女性の翼は、海外セミナーに参加した女性たちを中心に結成された会。「海外セミナーの成果を多くの女性たちや社会に伝えていきたい」との思いが活動の原動力だ。「海外で啓発された皆さんは、各地の市町村で頑張っています」と話すのは、18期の団員としてオランダ・ドイツを視察した垣花さん。「同期の団員の中には議員になった方もいれば、酒屋さんの女将さんになった人もいますよ」と笑う。
強いつながり
「女性の翼は会員同士のつながりも強い」(大浜さん)。

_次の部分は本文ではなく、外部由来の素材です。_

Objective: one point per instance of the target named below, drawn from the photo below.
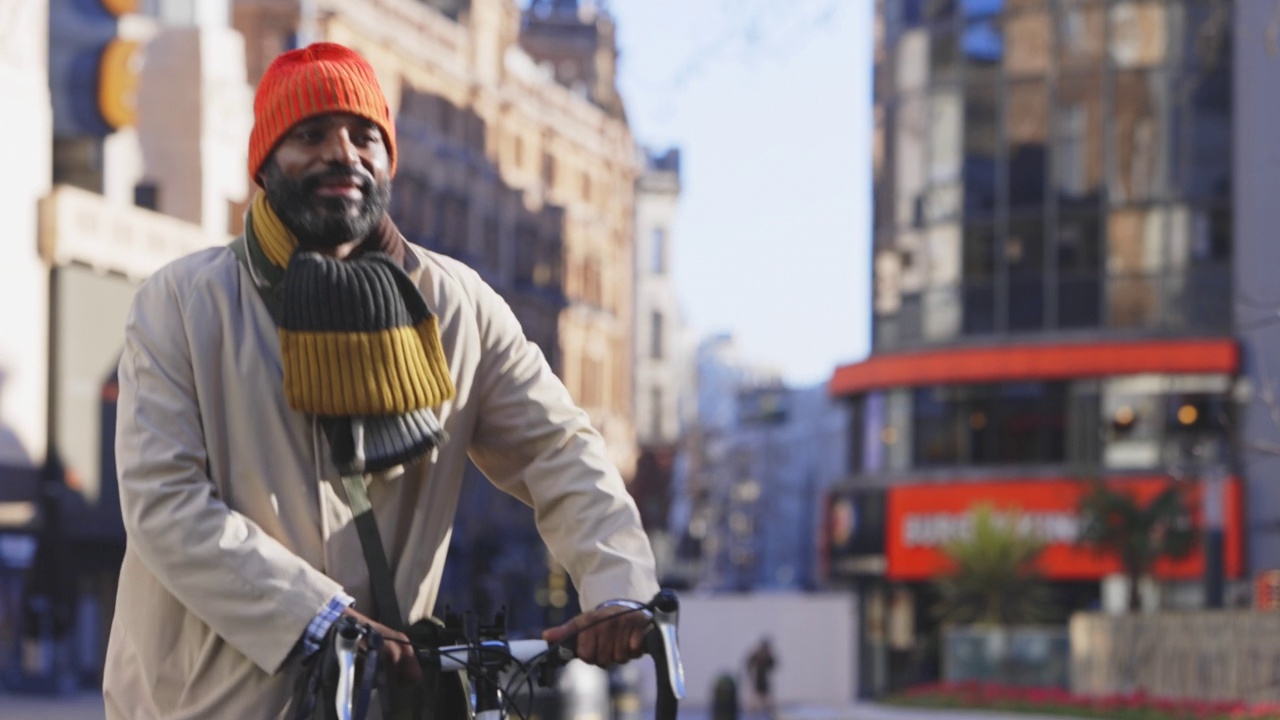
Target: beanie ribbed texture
(320, 78)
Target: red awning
(956, 365)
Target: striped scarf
(361, 350)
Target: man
(259, 382)
(759, 665)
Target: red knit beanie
(311, 81)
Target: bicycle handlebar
(485, 659)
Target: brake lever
(666, 616)
(346, 646)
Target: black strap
(371, 542)
(385, 606)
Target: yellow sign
(118, 82)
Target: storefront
(887, 546)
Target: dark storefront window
(1093, 177)
(979, 279)
(1139, 142)
(1027, 122)
(990, 424)
(1079, 264)
(1079, 132)
(981, 149)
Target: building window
(592, 382)
(990, 424)
(146, 195)
(548, 171)
(656, 414)
(658, 251)
(656, 336)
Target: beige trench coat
(238, 527)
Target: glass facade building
(1051, 167)
(1055, 299)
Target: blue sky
(769, 103)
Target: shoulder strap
(371, 542)
(385, 607)
(269, 295)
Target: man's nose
(338, 147)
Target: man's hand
(617, 638)
(398, 660)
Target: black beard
(296, 204)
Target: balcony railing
(81, 227)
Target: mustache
(338, 174)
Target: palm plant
(993, 579)
(1116, 523)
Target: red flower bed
(1056, 701)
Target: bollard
(725, 698)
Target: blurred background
(849, 286)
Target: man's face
(329, 180)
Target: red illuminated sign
(920, 519)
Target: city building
(754, 468)
(1072, 276)
(658, 358)
(131, 139)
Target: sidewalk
(86, 706)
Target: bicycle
(484, 654)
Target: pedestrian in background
(759, 668)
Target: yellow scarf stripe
(437, 372)
(378, 373)
(273, 237)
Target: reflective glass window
(1024, 255)
(1080, 35)
(909, 136)
(1027, 122)
(1079, 135)
(1079, 263)
(1203, 133)
(981, 149)
(1134, 267)
(1138, 33)
(1139, 144)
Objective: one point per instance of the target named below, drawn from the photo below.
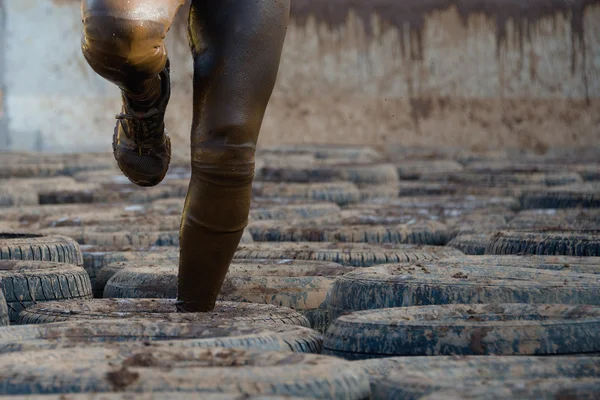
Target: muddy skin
(236, 47)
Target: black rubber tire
(465, 329)
(300, 285)
(575, 220)
(571, 196)
(356, 173)
(415, 377)
(443, 206)
(29, 246)
(4, 318)
(348, 254)
(117, 238)
(583, 265)
(427, 232)
(415, 169)
(505, 179)
(432, 283)
(479, 221)
(474, 244)
(408, 189)
(95, 261)
(324, 151)
(121, 368)
(11, 196)
(247, 335)
(149, 396)
(539, 389)
(156, 309)
(341, 193)
(294, 211)
(26, 283)
(544, 243)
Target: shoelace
(145, 123)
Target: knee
(225, 157)
(111, 45)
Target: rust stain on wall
(412, 14)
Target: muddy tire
(585, 195)
(415, 377)
(444, 206)
(4, 318)
(149, 396)
(301, 285)
(323, 152)
(429, 233)
(474, 244)
(348, 254)
(294, 211)
(95, 261)
(415, 169)
(26, 283)
(247, 335)
(546, 243)
(156, 309)
(341, 193)
(357, 173)
(506, 179)
(457, 329)
(431, 283)
(119, 368)
(524, 390)
(575, 220)
(29, 246)
(583, 265)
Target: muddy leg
(237, 48)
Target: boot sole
(143, 183)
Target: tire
(479, 221)
(341, 193)
(115, 238)
(576, 220)
(15, 197)
(156, 309)
(95, 261)
(294, 211)
(415, 169)
(505, 179)
(356, 173)
(524, 390)
(301, 285)
(26, 283)
(429, 233)
(432, 283)
(443, 206)
(580, 265)
(29, 246)
(586, 195)
(120, 368)
(324, 152)
(546, 243)
(474, 244)
(348, 254)
(247, 335)
(4, 318)
(415, 377)
(149, 396)
(457, 329)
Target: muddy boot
(140, 142)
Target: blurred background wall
(474, 73)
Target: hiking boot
(140, 142)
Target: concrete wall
(4, 137)
(476, 73)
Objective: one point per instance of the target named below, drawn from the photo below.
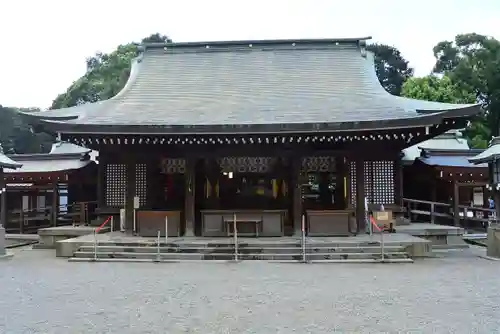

会員がお互いを支え合い、先輩が後輩を育てる気風が受け継がれているという。
現在、正会員は20〜90代の252人。副市長を含め9人の県・市町村議員が含まれ、行政に携わる会員もいれば、経営者もいる。職種や活動分野はさまざまだ。
「いろんな仕事をされている方とお付き合いするのはすごく勉強になる。いろいろな領域での女性の視点を学ぶことができ、私自身の勉強になっています」(座間味さん)
「同期の皆さんとは月1回集まって親睦を深めています。冠婚葬祭の場でも協力し合うほどの仲で、きょうだい以上の付き合い」(垣花さん)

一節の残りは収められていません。